Penulis surat kepada umat Ibrani dalam bacaan kedua membedakan peran imam manusia dan imamat Agung Yesus Kristus. Para imam yang berasal dari keturunan Lewi adalah orang-orang biasa, berdosa dan mempersembahkan berkali-kali untuk dosanya sendiri kemudian kepada umatnya. Yesus membuat perbedaan: Ia tidak berdosa, Ia tetap selama-lamanya sehingga imamatNya tidak beralih kepada orang lain. Yesus juga tidak lagi mengurbankan korban bakaran tetapi Ia mengurbankan dirinya sebagai pengganti hewan-hewan kurban. Nah, cinta sejati itu dapat bertumbuh melalui pengorbanan diri, kemampuan untuk menyangkal diri atau melupakan diri sendiri. Kalau begitu, hal praktis yang harus kita lakukan untuk menanggapi kasih Tuhan adalah menerima diri apa adanya, mengorbankan diri dalam pelayanan-pelayanan kita, sampai menyerahkan nyawa seperti Yesus sendiri.

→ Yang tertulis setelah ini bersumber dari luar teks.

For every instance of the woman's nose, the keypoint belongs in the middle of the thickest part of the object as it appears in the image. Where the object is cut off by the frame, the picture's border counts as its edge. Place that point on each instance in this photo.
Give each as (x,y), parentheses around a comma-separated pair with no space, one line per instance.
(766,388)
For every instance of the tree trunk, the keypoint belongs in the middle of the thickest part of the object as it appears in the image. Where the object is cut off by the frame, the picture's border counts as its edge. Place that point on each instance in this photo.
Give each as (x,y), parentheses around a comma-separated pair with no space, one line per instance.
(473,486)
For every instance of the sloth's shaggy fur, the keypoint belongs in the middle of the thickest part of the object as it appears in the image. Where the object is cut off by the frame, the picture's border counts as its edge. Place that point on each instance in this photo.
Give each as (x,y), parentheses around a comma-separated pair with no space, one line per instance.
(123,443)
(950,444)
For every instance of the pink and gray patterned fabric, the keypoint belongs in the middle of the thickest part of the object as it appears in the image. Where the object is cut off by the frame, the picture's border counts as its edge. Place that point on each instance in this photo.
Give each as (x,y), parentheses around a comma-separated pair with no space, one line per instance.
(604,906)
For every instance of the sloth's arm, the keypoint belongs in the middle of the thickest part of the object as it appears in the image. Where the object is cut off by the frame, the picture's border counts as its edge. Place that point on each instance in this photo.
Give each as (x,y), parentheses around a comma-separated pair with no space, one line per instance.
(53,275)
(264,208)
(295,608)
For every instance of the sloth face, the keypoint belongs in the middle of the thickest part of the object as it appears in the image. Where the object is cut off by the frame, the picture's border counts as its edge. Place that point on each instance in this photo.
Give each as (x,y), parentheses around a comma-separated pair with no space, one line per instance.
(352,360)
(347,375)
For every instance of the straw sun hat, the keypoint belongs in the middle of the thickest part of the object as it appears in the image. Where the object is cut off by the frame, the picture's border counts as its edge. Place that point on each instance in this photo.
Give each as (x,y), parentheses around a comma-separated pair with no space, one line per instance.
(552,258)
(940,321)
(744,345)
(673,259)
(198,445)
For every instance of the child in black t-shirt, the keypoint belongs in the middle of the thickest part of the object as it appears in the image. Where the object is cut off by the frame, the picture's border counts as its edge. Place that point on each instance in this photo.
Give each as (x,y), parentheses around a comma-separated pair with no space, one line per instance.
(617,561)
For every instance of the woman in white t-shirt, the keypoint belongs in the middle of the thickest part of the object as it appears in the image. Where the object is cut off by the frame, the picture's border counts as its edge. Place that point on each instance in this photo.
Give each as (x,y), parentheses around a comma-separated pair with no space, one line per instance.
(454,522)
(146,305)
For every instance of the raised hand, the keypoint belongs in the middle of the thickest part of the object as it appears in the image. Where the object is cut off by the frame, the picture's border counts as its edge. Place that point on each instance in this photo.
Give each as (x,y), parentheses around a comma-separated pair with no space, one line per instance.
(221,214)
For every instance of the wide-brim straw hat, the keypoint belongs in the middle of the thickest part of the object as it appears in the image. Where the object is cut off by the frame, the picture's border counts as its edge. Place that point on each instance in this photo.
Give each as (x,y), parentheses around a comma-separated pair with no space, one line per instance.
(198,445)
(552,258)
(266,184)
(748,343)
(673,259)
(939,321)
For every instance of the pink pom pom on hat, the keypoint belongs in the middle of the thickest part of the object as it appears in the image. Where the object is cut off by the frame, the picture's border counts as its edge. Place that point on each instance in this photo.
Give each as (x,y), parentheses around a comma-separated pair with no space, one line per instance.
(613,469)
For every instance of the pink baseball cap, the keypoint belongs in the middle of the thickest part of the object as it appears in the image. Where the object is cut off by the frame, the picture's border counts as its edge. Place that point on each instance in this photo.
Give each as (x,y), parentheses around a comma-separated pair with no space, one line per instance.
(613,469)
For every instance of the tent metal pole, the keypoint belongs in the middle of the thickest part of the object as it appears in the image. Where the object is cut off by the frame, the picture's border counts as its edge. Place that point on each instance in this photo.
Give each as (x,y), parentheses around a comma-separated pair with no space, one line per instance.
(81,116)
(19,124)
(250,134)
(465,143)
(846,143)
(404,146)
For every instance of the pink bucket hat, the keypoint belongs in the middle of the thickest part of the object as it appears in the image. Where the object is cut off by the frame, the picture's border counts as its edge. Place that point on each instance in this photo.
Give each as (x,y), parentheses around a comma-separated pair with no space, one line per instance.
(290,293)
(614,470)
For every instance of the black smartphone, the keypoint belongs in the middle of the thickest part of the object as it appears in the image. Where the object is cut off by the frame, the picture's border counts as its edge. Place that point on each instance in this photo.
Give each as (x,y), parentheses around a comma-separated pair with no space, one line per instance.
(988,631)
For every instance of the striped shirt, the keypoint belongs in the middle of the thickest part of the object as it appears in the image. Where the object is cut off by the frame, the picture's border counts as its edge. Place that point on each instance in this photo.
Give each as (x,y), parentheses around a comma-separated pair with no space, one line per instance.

Konsep kasih dalam bacaan-bacaan pada hari ini terungkap dalam  pengorbanan diri atau semangat rela berkorban. Para orang tua mengorbankan diri bagi anak-anak atau sebaliknya, anak-anak juga mengikuti perintah dan nasihat orang tuanya. Apa yang dapat dilakukan oleh orang tua bagi anak-anak? Orang tua perlu menanam kata-kata kasih secara mendalam di hati anak-anak, kemudian rawatlah dengan senyum dan doa!

Sabda Tuhan hari ini meneguhkan kita untuk hari demi hari bertumbuh dan menghasilkan buah dalam ketekunan. Allah adalah sumber kasih. Kita harus diubah oleh kasih. Pada saat kita mengasihi seseorang yang membutuhkan, saat itu juga kita mengasihi Yesus! Apakah anda mampu mengasihi?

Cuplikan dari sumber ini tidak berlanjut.